I, for one, don't enjoy perpetually wallowing in mediocrity. The sense of
fleeting time gone to waste weighs heavily on both the conscious and
unconscious of my mind.

There's a difference between not having a life's chance at being a competitive
athlete but still trying within the best of your means to progress within the
sport, and "taking it easy" and treating physical activity solely as
occasional recreation. But this article argues for the latter - why? If you're
not training for the next marathon, then why are you running in the first
place? If you ask me, running the same pace, the same distance, year after
year, is a waste of time no matter how much you enjoy it.

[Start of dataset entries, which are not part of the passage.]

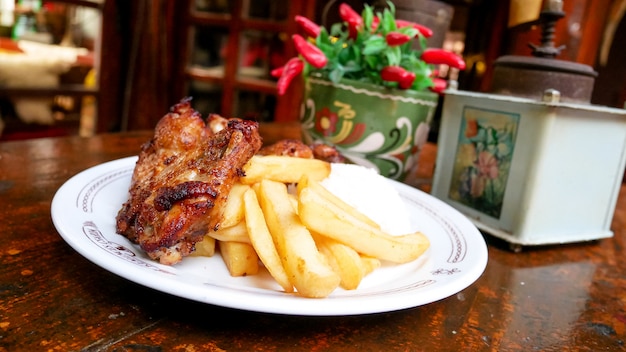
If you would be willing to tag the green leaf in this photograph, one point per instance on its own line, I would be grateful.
(336, 75)
(393, 56)
(374, 45)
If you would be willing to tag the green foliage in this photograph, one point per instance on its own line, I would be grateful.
(362, 58)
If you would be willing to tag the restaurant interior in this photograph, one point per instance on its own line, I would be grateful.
(509, 218)
(81, 67)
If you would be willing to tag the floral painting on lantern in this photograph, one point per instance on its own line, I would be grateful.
(483, 159)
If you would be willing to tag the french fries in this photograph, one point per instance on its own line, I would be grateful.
(310, 242)
(283, 169)
(305, 266)
(331, 220)
(262, 240)
(240, 258)
(233, 210)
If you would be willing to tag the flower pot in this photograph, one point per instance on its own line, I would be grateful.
(370, 125)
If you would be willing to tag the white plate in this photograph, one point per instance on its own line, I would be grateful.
(84, 210)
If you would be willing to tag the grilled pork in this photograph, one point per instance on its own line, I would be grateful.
(182, 179)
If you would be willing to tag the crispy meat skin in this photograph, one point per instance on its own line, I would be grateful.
(296, 148)
(182, 180)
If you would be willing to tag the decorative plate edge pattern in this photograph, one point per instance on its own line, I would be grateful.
(459, 244)
(93, 233)
(84, 199)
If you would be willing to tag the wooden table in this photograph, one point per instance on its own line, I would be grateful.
(558, 298)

And this viewpoint leads to slow decrepitude, because if you treat all of your
hobbies so casually, you can never improve but only digress. Take physical
activity, again, as an example: as you age, as natural hormonal production
declines, as wear and tear builds up, that casual run around the block can
only ever become more infrequent, more prone to injury, and thus slower and
slower until one day you're not running at all. But striving to be the best
runner you can be from the get-go, regardless if you have a chance at
competitiveness, learning about health and longevity in the sport, will allow
you to persevere far longer than the casual _merely_ enjoying themselves on
occasion.

There's also general consumerism, which this article brings up for me.
"Enjoyment", "fun", is largely inherent. It's then easy to say "have fun,
enjoy yourself", because that goes without saying. It's far harder to put time
and effort into an activity and derive pleasure from it, and the chance for
failure is not only higher but more devastating. Develop chronic injury years
into your sport of choice? It's over. Don't enjoy the Netflix show you're
watching? Turn on another one until you do. Of course most people wouldn't
consider watching Netflix a hobby. But that's only because they're at the
lowest possible level of mediocrity, because, perhaps, they value cheap ideals
of entertainment over all else. In reality, film and television as a medium
spans over a century of arts and culture, waiting for you to delve into and
master. But if you take this article to heart, you'll instead be content
wallowing in the "simple pleasure" of consumption.